Mehrheitseigner Dietmar Hopp von der TSG 1899 Hoffenheim will die Anfeindungen gegnerischer Anhänger nicht länger hinnehmen und hat zum ersten Mal selbst juristische Schritte angekündigt.

Mehrheitseigner Dietmar Hopp von der TSG 1899 Hoffenheim will die Anfeindungen gegnerischer Anhänger nicht länger hinnehmen und hat zum ersten Mal selbst juristische Schritte angekündigt.

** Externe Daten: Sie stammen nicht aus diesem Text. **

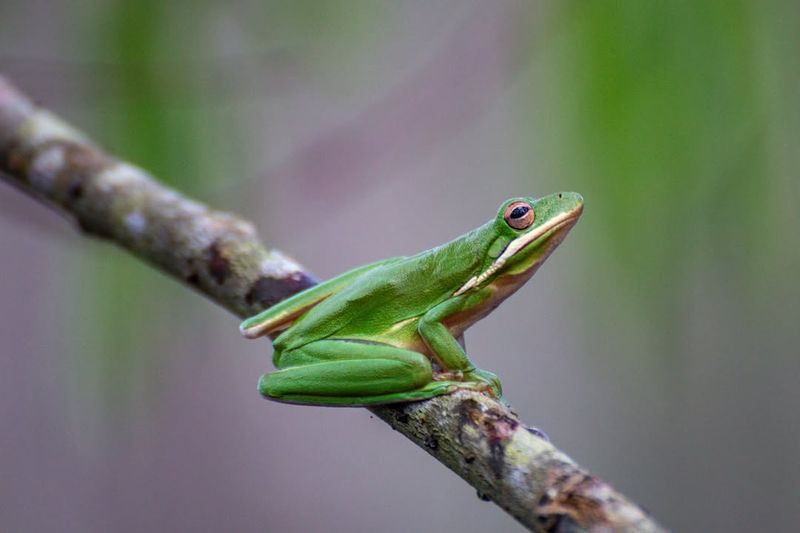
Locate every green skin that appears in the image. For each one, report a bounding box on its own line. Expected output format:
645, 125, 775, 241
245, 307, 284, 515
240, 193, 583, 406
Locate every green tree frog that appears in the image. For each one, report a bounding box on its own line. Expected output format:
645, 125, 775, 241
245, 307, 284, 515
240, 192, 583, 406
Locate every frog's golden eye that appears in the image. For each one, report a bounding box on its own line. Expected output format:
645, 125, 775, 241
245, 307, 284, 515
503, 202, 534, 229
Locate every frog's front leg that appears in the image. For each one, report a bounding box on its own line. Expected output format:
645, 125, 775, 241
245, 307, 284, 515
258, 339, 468, 406
418, 289, 502, 398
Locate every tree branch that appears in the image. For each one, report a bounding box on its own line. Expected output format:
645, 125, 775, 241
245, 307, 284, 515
0, 76, 663, 531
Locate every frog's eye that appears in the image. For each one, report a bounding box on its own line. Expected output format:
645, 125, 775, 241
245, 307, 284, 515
503, 202, 533, 229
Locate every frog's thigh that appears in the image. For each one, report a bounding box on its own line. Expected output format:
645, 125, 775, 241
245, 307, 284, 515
259, 340, 433, 399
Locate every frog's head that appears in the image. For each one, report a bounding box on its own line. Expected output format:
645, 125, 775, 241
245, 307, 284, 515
456, 192, 583, 294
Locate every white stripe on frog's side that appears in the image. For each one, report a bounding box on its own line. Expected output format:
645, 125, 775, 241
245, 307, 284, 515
453, 210, 575, 296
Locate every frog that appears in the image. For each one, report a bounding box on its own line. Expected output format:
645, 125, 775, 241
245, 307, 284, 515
240, 192, 584, 407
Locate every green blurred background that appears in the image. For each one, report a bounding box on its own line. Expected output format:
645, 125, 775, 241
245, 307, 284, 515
0, 0, 800, 532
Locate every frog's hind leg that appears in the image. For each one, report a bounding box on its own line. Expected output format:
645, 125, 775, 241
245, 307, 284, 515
259, 340, 444, 406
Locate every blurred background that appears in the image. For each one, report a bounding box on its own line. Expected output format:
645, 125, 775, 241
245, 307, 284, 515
0, 0, 800, 532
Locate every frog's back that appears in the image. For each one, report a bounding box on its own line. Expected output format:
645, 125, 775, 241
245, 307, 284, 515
275, 253, 472, 350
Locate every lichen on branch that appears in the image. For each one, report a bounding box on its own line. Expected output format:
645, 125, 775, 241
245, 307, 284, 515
0, 76, 663, 531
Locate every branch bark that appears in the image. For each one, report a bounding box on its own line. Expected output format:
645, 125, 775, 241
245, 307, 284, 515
0, 76, 663, 532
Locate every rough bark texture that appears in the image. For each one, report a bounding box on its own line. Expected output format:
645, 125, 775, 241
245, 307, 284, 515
0, 76, 663, 531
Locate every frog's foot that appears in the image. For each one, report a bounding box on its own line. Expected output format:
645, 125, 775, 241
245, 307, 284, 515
433, 370, 464, 381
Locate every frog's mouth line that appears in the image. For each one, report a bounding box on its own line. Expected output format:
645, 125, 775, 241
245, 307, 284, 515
453, 204, 583, 296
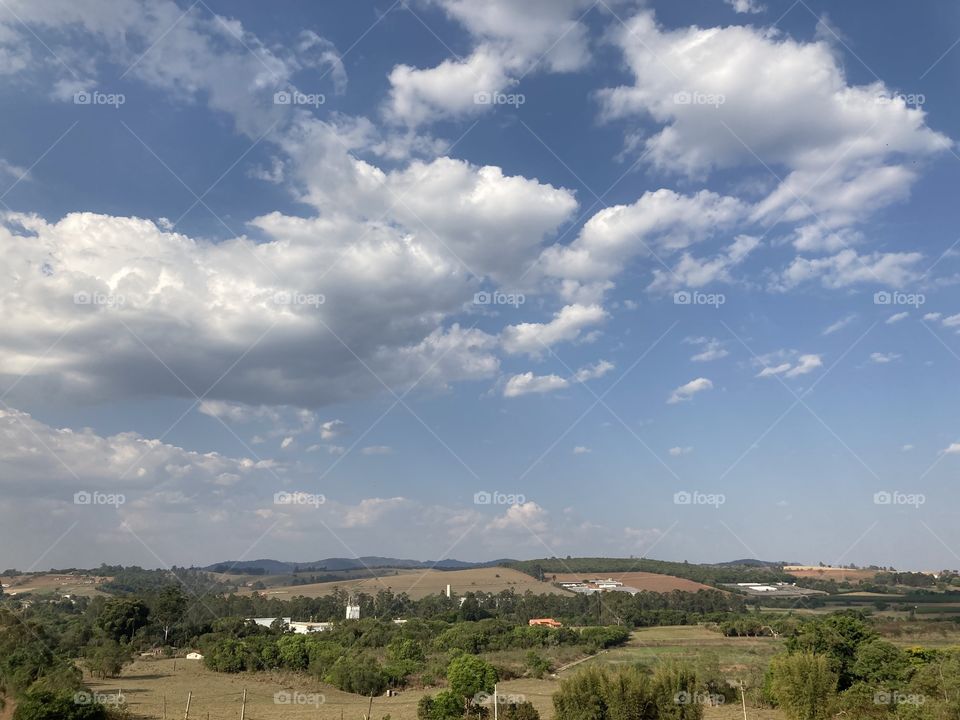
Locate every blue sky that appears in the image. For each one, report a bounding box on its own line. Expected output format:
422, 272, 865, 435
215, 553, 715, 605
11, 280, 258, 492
0, 0, 960, 569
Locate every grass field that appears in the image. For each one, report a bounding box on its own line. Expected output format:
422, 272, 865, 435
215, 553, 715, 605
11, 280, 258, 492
783, 565, 877, 582
87, 627, 796, 720
3, 573, 111, 597
551, 572, 716, 592
244, 567, 570, 599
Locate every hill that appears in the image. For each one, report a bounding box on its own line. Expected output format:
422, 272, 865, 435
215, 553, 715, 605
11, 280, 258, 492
201, 555, 502, 575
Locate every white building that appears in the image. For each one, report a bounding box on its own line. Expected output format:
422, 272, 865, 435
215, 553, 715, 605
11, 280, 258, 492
287, 621, 333, 635
247, 618, 290, 627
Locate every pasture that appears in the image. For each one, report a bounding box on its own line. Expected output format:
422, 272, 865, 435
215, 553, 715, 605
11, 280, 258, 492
87, 627, 782, 720
247, 567, 571, 600
550, 572, 716, 592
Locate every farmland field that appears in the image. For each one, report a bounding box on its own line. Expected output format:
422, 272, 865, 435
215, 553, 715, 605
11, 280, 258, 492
242, 567, 570, 599
3, 573, 111, 597
87, 627, 783, 720
550, 572, 716, 592
783, 565, 877, 582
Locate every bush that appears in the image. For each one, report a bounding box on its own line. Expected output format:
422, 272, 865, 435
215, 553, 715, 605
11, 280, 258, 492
417, 690, 463, 720
13, 691, 108, 720
770, 652, 837, 720
326, 653, 389, 696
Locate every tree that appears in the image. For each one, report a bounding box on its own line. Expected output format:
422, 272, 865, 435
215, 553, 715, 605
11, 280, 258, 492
152, 585, 187, 645
787, 614, 876, 690
498, 700, 540, 720
85, 638, 131, 679
851, 640, 911, 689
417, 690, 463, 720
652, 663, 703, 720
770, 652, 837, 720
553, 667, 660, 720
97, 598, 150, 642
447, 654, 497, 712
526, 650, 550, 679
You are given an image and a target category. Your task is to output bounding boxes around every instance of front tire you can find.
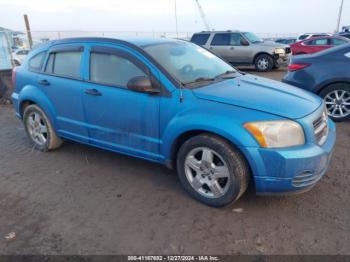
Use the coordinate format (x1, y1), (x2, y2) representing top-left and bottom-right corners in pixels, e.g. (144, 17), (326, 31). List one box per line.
(254, 54), (274, 72)
(23, 104), (62, 152)
(177, 134), (250, 207)
(320, 83), (350, 122)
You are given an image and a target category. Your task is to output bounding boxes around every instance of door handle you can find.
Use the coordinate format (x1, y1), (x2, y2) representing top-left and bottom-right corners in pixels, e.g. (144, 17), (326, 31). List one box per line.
(85, 88), (102, 96)
(38, 79), (50, 86)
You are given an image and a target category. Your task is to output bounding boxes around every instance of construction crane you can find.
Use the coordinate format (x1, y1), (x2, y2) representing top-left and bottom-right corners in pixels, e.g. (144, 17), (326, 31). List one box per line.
(195, 0), (210, 31)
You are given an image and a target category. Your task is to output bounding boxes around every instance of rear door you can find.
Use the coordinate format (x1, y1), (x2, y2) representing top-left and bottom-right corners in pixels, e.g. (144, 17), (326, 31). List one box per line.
(83, 45), (160, 160)
(38, 44), (88, 142)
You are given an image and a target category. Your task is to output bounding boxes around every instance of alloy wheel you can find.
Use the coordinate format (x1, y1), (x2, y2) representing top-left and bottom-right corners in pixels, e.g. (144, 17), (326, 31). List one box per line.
(27, 112), (48, 146)
(324, 90), (350, 118)
(185, 147), (231, 198)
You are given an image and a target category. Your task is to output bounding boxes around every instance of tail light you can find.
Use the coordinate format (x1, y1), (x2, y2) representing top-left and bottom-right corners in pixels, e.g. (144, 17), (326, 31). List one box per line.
(11, 67), (17, 87)
(288, 63), (311, 71)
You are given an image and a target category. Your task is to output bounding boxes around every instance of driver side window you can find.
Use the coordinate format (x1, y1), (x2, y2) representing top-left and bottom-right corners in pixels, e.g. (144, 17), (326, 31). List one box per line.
(230, 33), (243, 46)
(90, 52), (147, 88)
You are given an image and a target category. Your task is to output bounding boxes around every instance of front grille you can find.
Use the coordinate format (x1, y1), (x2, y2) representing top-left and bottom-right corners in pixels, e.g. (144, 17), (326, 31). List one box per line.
(292, 171), (321, 187)
(313, 112), (328, 145)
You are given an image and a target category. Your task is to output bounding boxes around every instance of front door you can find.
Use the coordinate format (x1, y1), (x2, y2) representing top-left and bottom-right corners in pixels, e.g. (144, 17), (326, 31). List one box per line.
(83, 46), (159, 160)
(37, 44), (88, 142)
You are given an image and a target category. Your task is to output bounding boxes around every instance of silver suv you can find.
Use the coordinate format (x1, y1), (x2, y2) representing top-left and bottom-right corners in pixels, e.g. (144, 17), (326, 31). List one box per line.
(191, 31), (290, 72)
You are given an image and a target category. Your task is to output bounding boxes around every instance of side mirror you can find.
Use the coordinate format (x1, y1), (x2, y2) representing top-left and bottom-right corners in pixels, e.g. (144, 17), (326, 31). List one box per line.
(241, 38), (249, 46)
(127, 76), (160, 94)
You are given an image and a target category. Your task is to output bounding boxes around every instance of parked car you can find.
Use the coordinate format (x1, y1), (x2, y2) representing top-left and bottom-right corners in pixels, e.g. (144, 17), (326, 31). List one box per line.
(12, 38), (335, 206)
(275, 37), (297, 45)
(335, 32), (350, 39)
(290, 36), (350, 55)
(12, 49), (30, 66)
(282, 44), (350, 121)
(297, 33), (331, 42)
(191, 31), (290, 72)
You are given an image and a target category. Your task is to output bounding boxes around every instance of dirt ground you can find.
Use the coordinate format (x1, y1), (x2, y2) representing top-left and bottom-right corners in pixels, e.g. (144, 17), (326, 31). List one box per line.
(0, 70), (350, 254)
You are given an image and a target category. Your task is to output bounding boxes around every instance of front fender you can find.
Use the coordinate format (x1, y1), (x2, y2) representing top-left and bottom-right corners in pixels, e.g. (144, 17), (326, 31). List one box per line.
(161, 107), (259, 159)
(18, 85), (57, 129)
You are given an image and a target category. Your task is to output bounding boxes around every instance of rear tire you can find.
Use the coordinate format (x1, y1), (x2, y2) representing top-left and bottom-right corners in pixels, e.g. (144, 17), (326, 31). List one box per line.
(254, 54), (274, 72)
(23, 105), (62, 152)
(320, 83), (350, 122)
(177, 134), (250, 207)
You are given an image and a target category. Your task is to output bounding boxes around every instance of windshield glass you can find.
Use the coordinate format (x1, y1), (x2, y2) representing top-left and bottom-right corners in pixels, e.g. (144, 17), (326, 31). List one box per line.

"Nach vielen Jahren der Geduld bleibt nur der Weg, die mir juristisch zur Verfügung stehenden Mittel auszuschöpfen, um mich zu wehren", schrieb der Milliardär im Vorwort des aktuellen TSG-Magazins "Spielfeld".

Gleichzeitig appellierte Hopp an den DFB und die DFL, verstärkt tätig zu werden. "Ich hoffe, dass nicht nur die Justiz, sondern auch der Verband und die Liga zur Einsicht kommen, diese Straftaten, die sich ja auch gegen andere wenden, entsprechend zu sanktionieren", schrieb der 77-Jährige: "Niemand darf in unseren Stadien solcher Beleidigungen übelster Art ausgesetzt sein."

Hopp: "Kriminelle Krakeeler"

Hopp sprach in diesem Zusammenhang von "skrupellosen und in Teilen kriminellen Krakeelern, die mit ihren widerlichen Bannern und Gesängen nicht weniger als Straftaten" begehen würden.

"Den meisten Krakeelern ist mein Beitrag für unseren Sozialstaat durchaus nicht fremd", schrieb Hopp: "Es interessiert sie nicht, wie viele Leben gerettet, wie viele Krankenhäuser gebaut wurden beziehungsweise werden. Sie lehnen die TSG Hoffenheim ab, alles andere ist ihnen egal." Laut Hopp setzten diese "Krakeeler" auf "platte Parolen und derben Hass, die keinerlei Argumenten Raum bieten".

Hopp hat kein Verständnis dafür, dass sein großer finanzieller Beitrag in den Bereichen Medizin, Bildung und Forschung von seinen Gegnern nicht akzeptiert oder gar gewürdigt wird.